Other bugs for which the fixes should not break anything:

* Modify DN with newSuperior does not create the new parent directory.

* Search should send noSuchObject only when it is the baseobject which
  does not exist.  (ldif_r_enum_tree() checks the scope to see if it
  .is at the baseobject, that doesn't work.)

* ldapadd <suffix entry> creates <database directory>
  if file <database directory>.ldif exists.

* tmpfile-names can in theory match a DN/RDN (and thus a subtree's
  directory name).  A simple fix is to include ",," in tempfile-names.

* slurp_file() buffer overrun if file size > (int)fstat().st_size.
  (Size > INT_MAX, file grew after fstat(), filetype where st_size=0.)

Since I was changing so much anyway, I did some other changes:

* Better result code/error handling, improve/normalize Debug output.
  - Handle errors from most system calls.  modrdn in particular was bad.
  - Drop the one use of op->o_log_prefix in Debug(), it seems out of
    place.
  - Return LDAP result codes from more functions.
  - spew_entry():
    + Remove *save_errnop arg, return/print error instead.
    + Wrong save_errno setting after close().
    + Wrong spew_entry() error-return check in ldif_back_modify().
  - move_entry() checked incorrectly for open()/spew_entry() errors.
  - Remove the ENOENT special case in spew_entry().  Should only happen
    if someone is messing with the database contents by hand, or due to
    bugs I've fixed (like in move_entry).

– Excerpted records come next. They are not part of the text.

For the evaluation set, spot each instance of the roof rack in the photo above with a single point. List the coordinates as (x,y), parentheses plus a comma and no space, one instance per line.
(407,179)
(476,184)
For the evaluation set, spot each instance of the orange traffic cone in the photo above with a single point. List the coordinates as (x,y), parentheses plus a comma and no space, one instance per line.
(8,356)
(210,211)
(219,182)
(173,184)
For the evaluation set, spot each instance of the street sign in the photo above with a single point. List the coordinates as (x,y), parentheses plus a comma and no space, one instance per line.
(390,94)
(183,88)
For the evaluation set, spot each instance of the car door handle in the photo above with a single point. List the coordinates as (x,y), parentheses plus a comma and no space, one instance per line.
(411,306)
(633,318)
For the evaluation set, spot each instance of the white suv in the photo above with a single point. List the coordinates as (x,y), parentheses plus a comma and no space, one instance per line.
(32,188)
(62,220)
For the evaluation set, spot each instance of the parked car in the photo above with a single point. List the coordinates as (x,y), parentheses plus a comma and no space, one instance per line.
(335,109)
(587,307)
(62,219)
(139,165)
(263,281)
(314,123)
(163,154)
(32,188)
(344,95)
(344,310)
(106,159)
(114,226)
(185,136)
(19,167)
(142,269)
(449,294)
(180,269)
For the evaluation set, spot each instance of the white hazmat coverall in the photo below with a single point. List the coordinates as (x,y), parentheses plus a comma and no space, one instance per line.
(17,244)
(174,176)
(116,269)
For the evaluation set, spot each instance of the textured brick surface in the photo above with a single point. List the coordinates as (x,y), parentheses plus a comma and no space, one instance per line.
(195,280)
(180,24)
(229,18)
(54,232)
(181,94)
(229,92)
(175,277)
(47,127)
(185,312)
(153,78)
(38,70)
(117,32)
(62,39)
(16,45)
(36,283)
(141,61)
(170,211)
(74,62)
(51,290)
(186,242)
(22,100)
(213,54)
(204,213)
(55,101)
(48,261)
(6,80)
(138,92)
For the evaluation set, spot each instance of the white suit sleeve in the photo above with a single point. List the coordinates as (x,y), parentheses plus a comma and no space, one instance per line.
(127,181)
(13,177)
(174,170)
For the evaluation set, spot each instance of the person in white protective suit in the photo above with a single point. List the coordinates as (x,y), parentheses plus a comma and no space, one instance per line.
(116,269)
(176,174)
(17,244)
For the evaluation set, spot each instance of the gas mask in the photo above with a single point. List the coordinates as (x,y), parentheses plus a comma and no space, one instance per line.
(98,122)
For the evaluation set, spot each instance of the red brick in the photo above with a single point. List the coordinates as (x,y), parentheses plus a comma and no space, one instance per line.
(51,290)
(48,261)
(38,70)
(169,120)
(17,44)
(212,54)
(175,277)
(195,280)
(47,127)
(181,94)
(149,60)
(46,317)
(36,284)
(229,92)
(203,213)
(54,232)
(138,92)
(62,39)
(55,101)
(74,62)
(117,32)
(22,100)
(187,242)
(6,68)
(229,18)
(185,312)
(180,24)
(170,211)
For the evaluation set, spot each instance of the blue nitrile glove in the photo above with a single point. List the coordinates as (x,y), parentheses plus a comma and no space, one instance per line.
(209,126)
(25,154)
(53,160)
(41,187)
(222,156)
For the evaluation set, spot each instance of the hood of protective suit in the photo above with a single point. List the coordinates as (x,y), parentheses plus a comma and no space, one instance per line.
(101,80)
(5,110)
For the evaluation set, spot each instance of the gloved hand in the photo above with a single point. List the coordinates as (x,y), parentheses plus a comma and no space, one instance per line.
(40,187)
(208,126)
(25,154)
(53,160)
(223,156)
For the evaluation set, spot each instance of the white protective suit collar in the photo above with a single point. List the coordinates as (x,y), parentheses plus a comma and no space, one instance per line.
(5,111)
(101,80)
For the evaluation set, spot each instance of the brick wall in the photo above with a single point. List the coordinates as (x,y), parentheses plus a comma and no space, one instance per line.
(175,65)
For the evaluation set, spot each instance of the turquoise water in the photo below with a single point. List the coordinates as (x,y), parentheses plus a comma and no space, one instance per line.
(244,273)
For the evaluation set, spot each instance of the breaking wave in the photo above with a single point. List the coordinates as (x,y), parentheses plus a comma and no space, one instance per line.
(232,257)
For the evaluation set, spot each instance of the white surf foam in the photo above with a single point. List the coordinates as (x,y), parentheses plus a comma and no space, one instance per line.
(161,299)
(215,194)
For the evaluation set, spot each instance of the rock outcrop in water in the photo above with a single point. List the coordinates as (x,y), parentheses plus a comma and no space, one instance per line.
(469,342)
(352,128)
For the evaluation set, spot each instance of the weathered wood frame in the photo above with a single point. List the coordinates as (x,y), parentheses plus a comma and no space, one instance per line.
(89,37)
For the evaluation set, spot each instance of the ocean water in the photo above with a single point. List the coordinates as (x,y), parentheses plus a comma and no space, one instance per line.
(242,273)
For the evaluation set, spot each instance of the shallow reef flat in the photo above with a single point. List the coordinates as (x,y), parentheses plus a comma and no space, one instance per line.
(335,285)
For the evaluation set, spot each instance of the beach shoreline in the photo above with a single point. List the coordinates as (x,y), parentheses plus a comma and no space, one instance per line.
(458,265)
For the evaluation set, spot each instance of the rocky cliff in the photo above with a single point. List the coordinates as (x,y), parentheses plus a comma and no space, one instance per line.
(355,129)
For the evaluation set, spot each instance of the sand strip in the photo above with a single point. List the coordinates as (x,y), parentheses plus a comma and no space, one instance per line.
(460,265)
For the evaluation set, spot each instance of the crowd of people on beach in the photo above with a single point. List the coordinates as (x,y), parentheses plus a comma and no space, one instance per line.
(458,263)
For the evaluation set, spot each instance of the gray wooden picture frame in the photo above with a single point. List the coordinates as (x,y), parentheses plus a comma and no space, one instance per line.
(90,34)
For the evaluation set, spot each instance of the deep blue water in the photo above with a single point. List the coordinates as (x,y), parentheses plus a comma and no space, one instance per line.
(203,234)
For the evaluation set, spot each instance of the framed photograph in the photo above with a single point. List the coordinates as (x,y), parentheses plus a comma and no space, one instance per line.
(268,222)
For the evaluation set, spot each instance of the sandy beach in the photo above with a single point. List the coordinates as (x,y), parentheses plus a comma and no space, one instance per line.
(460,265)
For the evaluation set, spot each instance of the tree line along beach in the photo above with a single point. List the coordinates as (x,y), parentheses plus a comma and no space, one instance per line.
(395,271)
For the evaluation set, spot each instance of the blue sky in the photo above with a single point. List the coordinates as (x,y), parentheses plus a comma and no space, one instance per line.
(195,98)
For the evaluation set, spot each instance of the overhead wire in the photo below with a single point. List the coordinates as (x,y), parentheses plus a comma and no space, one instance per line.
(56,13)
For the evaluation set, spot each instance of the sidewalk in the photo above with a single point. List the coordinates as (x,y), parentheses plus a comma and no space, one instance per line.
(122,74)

* Move code around, in particular:
  - Move file operations around to help error checking.
  - Do all reads before writes in LDAP update ops, to narrow down locks.
  - Move common add/modify/modrdn code to ldif_prepare_create().
  - Make directories and files in a single function ldif_spew_entry().
  - Reuse computed values more.

* Change some integer types to what they are used for.

* Cleanup:
  - Rename some functions by prepending "ldif_" for better debug output,
    and get_entry/get_entry_for_fd() -> ldif_read_entry/read_entry_file
    so those names differ more from ldif_back_entry_get().
  - Add comments.
  - Reformat somewhat.  Function headers, too long lines, spacing, etc.
  - Remove 'if something != NULL' tests where that's already guaranteed.
  - Reduce switch statements - remove no-op default/break, etc.
  - Rename some variables. dn=>ndn for normalized DN, rs=>rc for result
    code, etc.  Use macros like ors_scope for oq_search.rs_scope.